On Alpena County’s exercise opportunities, Joshua Meyerson, medical director of District Health Department No. 4, said he’s unsure of the reasoning for this dip, but speculated it could be from the county’s varied environments and lower population.
The 2023 study found that 53% of people lived close to a park or recreation facility.
“Alpena is the biggest county in Northeast Michigan,” Meyerson said. “(The city of Alpena) has excellent access to sidewalks and bike trails, while the rural roads – it might be harder to go on walks.
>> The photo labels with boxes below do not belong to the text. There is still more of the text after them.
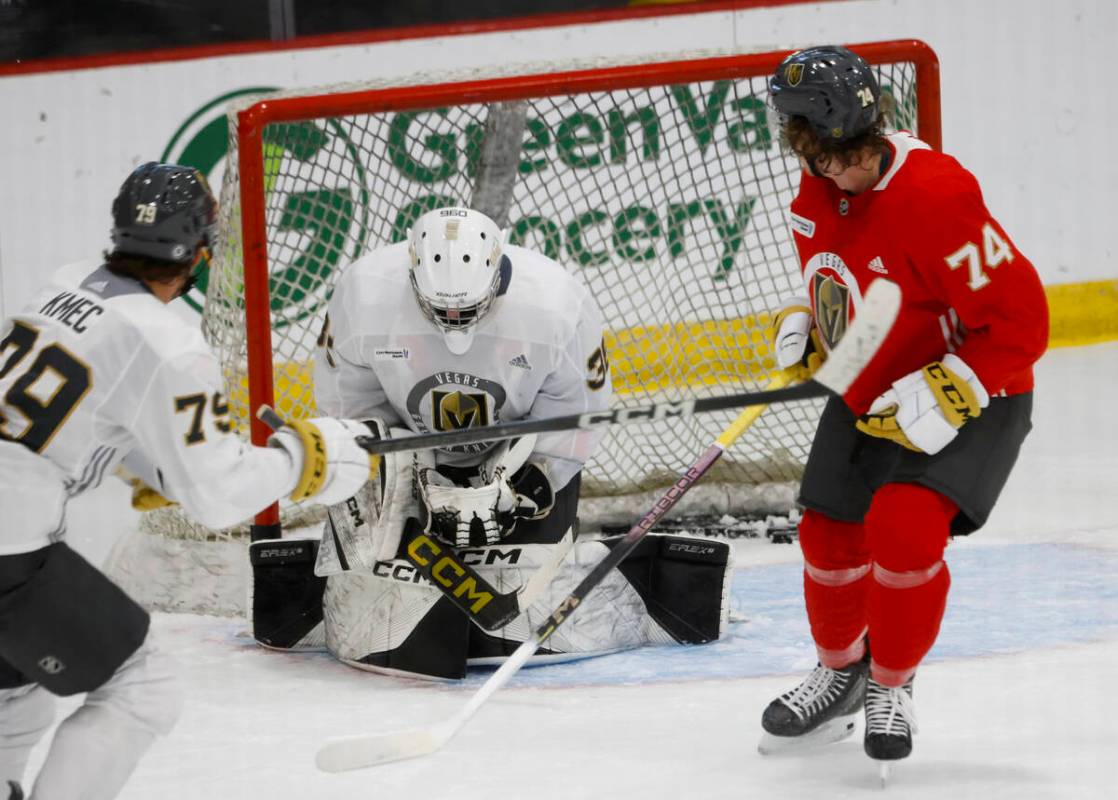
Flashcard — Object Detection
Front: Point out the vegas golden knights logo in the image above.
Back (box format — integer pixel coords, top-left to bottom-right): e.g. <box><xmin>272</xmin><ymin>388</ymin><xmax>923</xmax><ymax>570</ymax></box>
<box><xmin>430</xmin><ymin>392</ymin><xmax>489</xmax><ymax>430</ymax></box>
<box><xmin>813</xmin><ymin>273</ymin><xmax>850</xmax><ymax>350</ymax></box>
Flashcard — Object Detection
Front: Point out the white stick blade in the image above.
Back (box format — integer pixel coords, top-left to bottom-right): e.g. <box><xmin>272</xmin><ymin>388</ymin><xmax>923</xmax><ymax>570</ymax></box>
<box><xmin>314</xmin><ymin>728</ymin><xmax>446</xmax><ymax>772</ymax></box>
<box><xmin>813</xmin><ymin>278</ymin><xmax>901</xmax><ymax>394</ymax></box>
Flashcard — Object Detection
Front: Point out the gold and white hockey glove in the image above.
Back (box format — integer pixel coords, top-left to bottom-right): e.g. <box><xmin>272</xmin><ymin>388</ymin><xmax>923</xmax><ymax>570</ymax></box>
<box><xmin>855</xmin><ymin>353</ymin><xmax>989</xmax><ymax>455</ymax></box>
<box><xmin>769</xmin><ymin>297</ymin><xmax>826</xmax><ymax>378</ymax></box>
<box><xmin>268</xmin><ymin>417</ymin><xmax>380</xmax><ymax>505</ymax></box>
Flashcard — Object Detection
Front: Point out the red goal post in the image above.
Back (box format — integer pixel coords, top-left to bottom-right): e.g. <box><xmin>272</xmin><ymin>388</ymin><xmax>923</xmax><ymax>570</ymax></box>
<box><xmin>222</xmin><ymin>40</ymin><xmax>940</xmax><ymax>538</ymax></box>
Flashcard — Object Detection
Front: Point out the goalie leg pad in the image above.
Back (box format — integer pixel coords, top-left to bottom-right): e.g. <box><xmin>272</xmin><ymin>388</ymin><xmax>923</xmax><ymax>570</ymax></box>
<box><xmin>323</xmin><ymin>561</ymin><xmax>470</xmax><ymax>679</ymax></box>
<box><xmin>248</xmin><ymin>539</ymin><xmax>326</xmax><ymax>650</ymax></box>
<box><xmin>470</xmin><ymin>534</ymin><xmax>731</xmax><ymax>664</ymax></box>
<box><xmin>0</xmin><ymin>542</ymin><xmax>151</xmax><ymax>696</ymax></box>
<box><xmin>314</xmin><ymin>420</ymin><xmax>420</xmax><ymax>575</ymax></box>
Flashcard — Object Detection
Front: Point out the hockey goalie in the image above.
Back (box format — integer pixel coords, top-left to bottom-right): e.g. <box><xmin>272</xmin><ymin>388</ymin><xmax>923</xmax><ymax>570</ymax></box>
<box><xmin>253</xmin><ymin>208</ymin><xmax>730</xmax><ymax>678</ymax></box>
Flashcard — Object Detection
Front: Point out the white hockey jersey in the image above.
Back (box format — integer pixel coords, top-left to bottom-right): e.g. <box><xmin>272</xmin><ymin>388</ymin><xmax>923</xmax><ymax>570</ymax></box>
<box><xmin>314</xmin><ymin>242</ymin><xmax>612</xmax><ymax>488</ymax></box>
<box><xmin>0</xmin><ymin>264</ymin><xmax>299</xmax><ymax>554</ymax></box>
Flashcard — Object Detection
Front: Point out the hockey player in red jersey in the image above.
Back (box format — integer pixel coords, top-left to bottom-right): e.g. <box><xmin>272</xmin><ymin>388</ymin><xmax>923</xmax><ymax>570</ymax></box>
<box><xmin>760</xmin><ymin>47</ymin><xmax>1048</xmax><ymax>761</ymax></box>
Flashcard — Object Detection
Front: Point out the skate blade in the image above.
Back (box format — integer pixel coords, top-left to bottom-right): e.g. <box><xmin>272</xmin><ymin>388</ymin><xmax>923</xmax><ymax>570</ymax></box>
<box><xmin>757</xmin><ymin>714</ymin><xmax>858</xmax><ymax>755</ymax></box>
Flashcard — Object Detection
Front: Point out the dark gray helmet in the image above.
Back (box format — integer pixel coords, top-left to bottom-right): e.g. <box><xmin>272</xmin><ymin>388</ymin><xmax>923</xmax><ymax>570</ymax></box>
<box><xmin>769</xmin><ymin>45</ymin><xmax>881</xmax><ymax>142</ymax></box>
<box><xmin>113</xmin><ymin>161</ymin><xmax>217</xmax><ymax>264</ymax></box>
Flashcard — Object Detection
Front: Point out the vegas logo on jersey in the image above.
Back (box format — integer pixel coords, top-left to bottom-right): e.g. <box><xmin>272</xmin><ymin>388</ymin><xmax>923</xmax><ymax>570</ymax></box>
<box><xmin>430</xmin><ymin>391</ymin><xmax>489</xmax><ymax>431</ymax></box>
<box><xmin>812</xmin><ymin>273</ymin><xmax>850</xmax><ymax>350</ymax></box>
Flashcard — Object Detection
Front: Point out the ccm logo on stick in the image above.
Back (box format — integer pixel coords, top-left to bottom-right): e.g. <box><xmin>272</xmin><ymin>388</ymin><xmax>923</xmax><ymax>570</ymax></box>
<box><xmin>578</xmin><ymin>400</ymin><xmax>695</xmax><ymax>428</ymax></box>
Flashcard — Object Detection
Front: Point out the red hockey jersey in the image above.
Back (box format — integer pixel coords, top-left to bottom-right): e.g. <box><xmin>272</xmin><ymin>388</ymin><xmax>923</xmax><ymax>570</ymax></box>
<box><xmin>792</xmin><ymin>133</ymin><xmax>1048</xmax><ymax>413</ymax></box>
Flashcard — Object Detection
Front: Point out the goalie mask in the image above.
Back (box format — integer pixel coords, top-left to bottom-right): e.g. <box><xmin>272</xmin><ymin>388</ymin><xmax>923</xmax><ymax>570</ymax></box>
<box><xmin>408</xmin><ymin>208</ymin><xmax>502</xmax><ymax>355</ymax></box>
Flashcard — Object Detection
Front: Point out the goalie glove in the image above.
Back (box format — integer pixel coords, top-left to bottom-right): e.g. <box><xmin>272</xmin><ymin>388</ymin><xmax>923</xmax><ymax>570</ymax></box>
<box><xmin>769</xmin><ymin>297</ymin><xmax>826</xmax><ymax>377</ymax></box>
<box><xmin>855</xmin><ymin>353</ymin><xmax>989</xmax><ymax>455</ymax></box>
<box><xmin>417</xmin><ymin>467</ymin><xmax>517</xmax><ymax>547</ymax></box>
<box><xmin>416</xmin><ymin>434</ymin><xmax>545</xmax><ymax>547</ymax></box>
<box><xmin>268</xmin><ymin>417</ymin><xmax>380</xmax><ymax>505</ymax></box>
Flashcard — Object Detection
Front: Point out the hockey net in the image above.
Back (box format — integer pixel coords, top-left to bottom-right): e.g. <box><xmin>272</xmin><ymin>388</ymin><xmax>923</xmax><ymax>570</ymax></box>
<box><xmin>109</xmin><ymin>41</ymin><xmax>939</xmax><ymax>616</ymax></box>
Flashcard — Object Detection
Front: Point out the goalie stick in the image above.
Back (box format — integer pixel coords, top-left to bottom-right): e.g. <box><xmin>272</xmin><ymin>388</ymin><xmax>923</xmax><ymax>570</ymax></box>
<box><xmin>315</xmin><ymin>279</ymin><xmax>901</xmax><ymax>772</ymax></box>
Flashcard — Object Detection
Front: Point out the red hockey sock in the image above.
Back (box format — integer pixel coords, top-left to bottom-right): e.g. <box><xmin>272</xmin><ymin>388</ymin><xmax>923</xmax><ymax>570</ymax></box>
<box><xmin>865</xmin><ymin>484</ymin><xmax>958</xmax><ymax>686</ymax></box>
<box><xmin>799</xmin><ymin>511</ymin><xmax>871</xmax><ymax>669</ymax></box>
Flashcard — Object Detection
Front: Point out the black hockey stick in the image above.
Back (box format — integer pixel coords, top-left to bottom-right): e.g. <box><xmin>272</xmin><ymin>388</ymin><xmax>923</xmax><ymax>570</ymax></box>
<box><xmin>315</xmin><ymin>279</ymin><xmax>901</xmax><ymax>772</ymax></box>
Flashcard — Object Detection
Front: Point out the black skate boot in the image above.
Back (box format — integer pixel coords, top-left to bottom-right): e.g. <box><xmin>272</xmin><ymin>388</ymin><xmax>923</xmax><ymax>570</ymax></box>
<box><xmin>757</xmin><ymin>657</ymin><xmax>869</xmax><ymax>755</ymax></box>
<box><xmin>864</xmin><ymin>678</ymin><xmax>917</xmax><ymax>761</ymax></box>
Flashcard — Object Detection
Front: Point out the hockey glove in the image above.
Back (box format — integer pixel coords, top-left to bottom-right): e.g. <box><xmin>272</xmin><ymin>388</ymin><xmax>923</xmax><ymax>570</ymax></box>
<box><xmin>769</xmin><ymin>297</ymin><xmax>826</xmax><ymax>379</ymax></box>
<box><xmin>268</xmin><ymin>417</ymin><xmax>380</xmax><ymax>505</ymax></box>
<box><xmin>511</xmin><ymin>461</ymin><xmax>556</xmax><ymax>520</ymax></box>
<box><xmin>855</xmin><ymin>353</ymin><xmax>989</xmax><ymax>455</ymax></box>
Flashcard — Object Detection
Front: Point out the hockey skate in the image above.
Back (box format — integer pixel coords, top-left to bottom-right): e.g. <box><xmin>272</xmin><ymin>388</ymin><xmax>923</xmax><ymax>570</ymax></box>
<box><xmin>757</xmin><ymin>658</ymin><xmax>869</xmax><ymax>755</ymax></box>
<box><xmin>864</xmin><ymin>678</ymin><xmax>917</xmax><ymax>785</ymax></box>
<box><xmin>865</xmin><ymin>678</ymin><xmax>917</xmax><ymax>761</ymax></box>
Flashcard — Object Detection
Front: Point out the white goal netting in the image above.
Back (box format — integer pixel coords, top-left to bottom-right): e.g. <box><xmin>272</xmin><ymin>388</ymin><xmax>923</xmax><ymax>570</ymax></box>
<box><xmin>109</xmin><ymin>43</ymin><xmax>934</xmax><ymax>616</ymax></box>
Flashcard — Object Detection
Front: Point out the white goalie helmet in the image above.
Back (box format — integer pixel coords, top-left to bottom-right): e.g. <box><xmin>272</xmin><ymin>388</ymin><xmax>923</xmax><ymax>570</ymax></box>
<box><xmin>408</xmin><ymin>208</ymin><xmax>501</xmax><ymax>355</ymax></box>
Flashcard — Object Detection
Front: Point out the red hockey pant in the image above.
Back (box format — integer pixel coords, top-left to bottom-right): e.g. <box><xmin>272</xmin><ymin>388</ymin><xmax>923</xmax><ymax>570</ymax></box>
<box><xmin>799</xmin><ymin>484</ymin><xmax>958</xmax><ymax>686</ymax></box>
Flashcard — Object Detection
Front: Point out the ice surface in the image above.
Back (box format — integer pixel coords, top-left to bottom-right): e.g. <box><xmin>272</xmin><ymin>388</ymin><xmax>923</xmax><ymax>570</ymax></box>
<box><xmin>26</xmin><ymin>344</ymin><xmax>1118</xmax><ymax>800</ymax></box>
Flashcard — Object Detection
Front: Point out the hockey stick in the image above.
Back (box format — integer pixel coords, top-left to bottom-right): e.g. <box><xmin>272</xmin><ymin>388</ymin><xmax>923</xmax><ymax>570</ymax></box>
<box><xmin>315</xmin><ymin>280</ymin><xmax>900</xmax><ymax>772</ymax></box>
<box><xmin>256</xmin><ymin>346</ymin><xmax>858</xmax><ymax>456</ymax></box>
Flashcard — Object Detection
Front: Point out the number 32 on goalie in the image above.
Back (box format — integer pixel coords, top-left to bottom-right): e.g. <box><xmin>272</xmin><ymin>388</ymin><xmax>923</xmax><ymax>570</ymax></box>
<box><xmin>944</xmin><ymin>222</ymin><xmax>1013</xmax><ymax>292</ymax></box>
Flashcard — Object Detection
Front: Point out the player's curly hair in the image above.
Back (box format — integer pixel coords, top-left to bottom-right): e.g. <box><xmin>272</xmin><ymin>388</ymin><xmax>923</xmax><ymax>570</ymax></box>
<box><xmin>780</xmin><ymin>112</ymin><xmax>889</xmax><ymax>171</ymax></box>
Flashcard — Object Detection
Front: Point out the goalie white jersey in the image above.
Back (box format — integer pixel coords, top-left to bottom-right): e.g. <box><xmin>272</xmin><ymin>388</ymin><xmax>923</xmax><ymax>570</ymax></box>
<box><xmin>314</xmin><ymin>242</ymin><xmax>612</xmax><ymax>488</ymax></box>
<box><xmin>0</xmin><ymin>263</ymin><xmax>299</xmax><ymax>554</ymax></box>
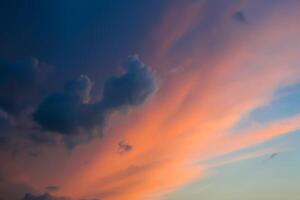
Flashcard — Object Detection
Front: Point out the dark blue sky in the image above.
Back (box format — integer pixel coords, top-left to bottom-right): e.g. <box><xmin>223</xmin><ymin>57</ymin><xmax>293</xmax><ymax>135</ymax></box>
<box><xmin>0</xmin><ymin>0</ymin><xmax>165</xmax><ymax>79</ymax></box>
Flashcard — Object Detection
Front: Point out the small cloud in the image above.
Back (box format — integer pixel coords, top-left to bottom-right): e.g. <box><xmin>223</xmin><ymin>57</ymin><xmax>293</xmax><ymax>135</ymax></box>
<box><xmin>270</xmin><ymin>153</ymin><xmax>278</xmax><ymax>159</ymax></box>
<box><xmin>45</xmin><ymin>185</ymin><xmax>60</xmax><ymax>192</ymax></box>
<box><xmin>233</xmin><ymin>11</ymin><xmax>248</xmax><ymax>23</ymax></box>
<box><xmin>118</xmin><ymin>141</ymin><xmax>133</xmax><ymax>154</ymax></box>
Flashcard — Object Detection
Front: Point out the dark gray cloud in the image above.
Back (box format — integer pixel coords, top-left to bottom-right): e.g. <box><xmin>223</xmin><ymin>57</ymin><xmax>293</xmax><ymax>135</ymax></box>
<box><xmin>22</xmin><ymin>193</ymin><xmax>71</xmax><ymax>200</ymax></box>
<box><xmin>33</xmin><ymin>56</ymin><xmax>156</xmax><ymax>144</ymax></box>
<box><xmin>0</xmin><ymin>110</ymin><xmax>12</xmax><ymax>147</ymax></box>
<box><xmin>233</xmin><ymin>11</ymin><xmax>248</xmax><ymax>23</ymax></box>
<box><xmin>45</xmin><ymin>185</ymin><xmax>60</xmax><ymax>192</ymax></box>
<box><xmin>118</xmin><ymin>141</ymin><xmax>133</xmax><ymax>154</ymax></box>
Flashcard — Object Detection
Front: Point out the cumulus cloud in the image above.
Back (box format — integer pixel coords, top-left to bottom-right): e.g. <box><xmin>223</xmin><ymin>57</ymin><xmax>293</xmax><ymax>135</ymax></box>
<box><xmin>118</xmin><ymin>141</ymin><xmax>133</xmax><ymax>154</ymax></box>
<box><xmin>33</xmin><ymin>56</ymin><xmax>156</xmax><ymax>146</ymax></box>
<box><xmin>234</xmin><ymin>11</ymin><xmax>248</xmax><ymax>23</ymax></box>
<box><xmin>45</xmin><ymin>185</ymin><xmax>60</xmax><ymax>192</ymax></box>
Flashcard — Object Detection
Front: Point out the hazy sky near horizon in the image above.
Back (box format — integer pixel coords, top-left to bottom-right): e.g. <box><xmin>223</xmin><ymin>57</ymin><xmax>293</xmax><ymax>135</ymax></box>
<box><xmin>0</xmin><ymin>0</ymin><xmax>300</xmax><ymax>200</ymax></box>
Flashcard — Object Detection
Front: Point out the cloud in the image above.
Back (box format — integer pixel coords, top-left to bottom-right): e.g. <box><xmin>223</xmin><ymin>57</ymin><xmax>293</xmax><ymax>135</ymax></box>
<box><xmin>45</xmin><ymin>185</ymin><xmax>60</xmax><ymax>192</ymax></box>
<box><xmin>233</xmin><ymin>11</ymin><xmax>248</xmax><ymax>23</ymax></box>
<box><xmin>118</xmin><ymin>140</ymin><xmax>133</xmax><ymax>154</ymax></box>
<box><xmin>0</xmin><ymin>58</ymin><xmax>39</xmax><ymax>114</ymax></box>
<box><xmin>33</xmin><ymin>56</ymin><xmax>156</xmax><ymax>145</ymax></box>
<box><xmin>22</xmin><ymin>193</ymin><xmax>71</xmax><ymax>200</ymax></box>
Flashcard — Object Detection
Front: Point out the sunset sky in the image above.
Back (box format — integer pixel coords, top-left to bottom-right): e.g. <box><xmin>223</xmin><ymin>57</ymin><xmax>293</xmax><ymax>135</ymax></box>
<box><xmin>0</xmin><ymin>0</ymin><xmax>300</xmax><ymax>200</ymax></box>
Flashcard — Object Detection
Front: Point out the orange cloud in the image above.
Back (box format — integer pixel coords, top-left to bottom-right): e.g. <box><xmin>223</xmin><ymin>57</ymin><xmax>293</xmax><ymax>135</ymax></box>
<box><xmin>5</xmin><ymin>0</ymin><xmax>300</xmax><ymax>200</ymax></box>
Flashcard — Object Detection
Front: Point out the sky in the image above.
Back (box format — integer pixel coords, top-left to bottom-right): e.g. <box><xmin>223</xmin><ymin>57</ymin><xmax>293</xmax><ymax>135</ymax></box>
<box><xmin>0</xmin><ymin>0</ymin><xmax>300</xmax><ymax>200</ymax></box>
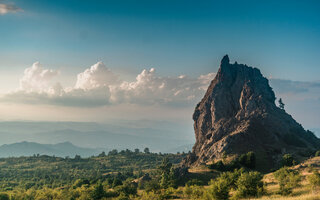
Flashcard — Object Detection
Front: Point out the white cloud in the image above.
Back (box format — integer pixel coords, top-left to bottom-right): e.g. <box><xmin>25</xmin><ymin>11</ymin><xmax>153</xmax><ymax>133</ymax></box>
<box><xmin>0</xmin><ymin>3</ymin><xmax>21</xmax><ymax>15</ymax></box>
<box><xmin>19</xmin><ymin>62</ymin><xmax>59</xmax><ymax>92</ymax></box>
<box><xmin>75</xmin><ymin>62</ymin><xmax>118</xmax><ymax>90</ymax></box>
<box><xmin>0</xmin><ymin>62</ymin><xmax>215</xmax><ymax>107</ymax></box>
<box><xmin>110</xmin><ymin>68</ymin><xmax>214</xmax><ymax>104</ymax></box>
In the winter times, it especially requires transportation and it could create a barrier to people in those rural areas.”
On the topic of alcohol-impaired driving deaths, Meyerson said this is an issue in northern area Michigan. Because of the need for cars to go from one place to another, many people find it harder to find ways of transportation otherwise.
Meyerson also pointed to smaller populations as a possible cause of inflated averages. This means if even one more person dies from an alcohol-related crash, it can significantly increase the numbers.
Meyerson said if any residents of the northeast counties have issues they wish to see addressed, DHD4 is holding a regional listening session to hear community feedback. The event takes place on Aug. 1 at 6 p.m. at 2118 U.S.-23 South.
“We believe that our communities know their own needs best and can produce real solutions for improvements that grow an overall sense of resilience,” Denise Bryan, DHD4 health officer, said about the event.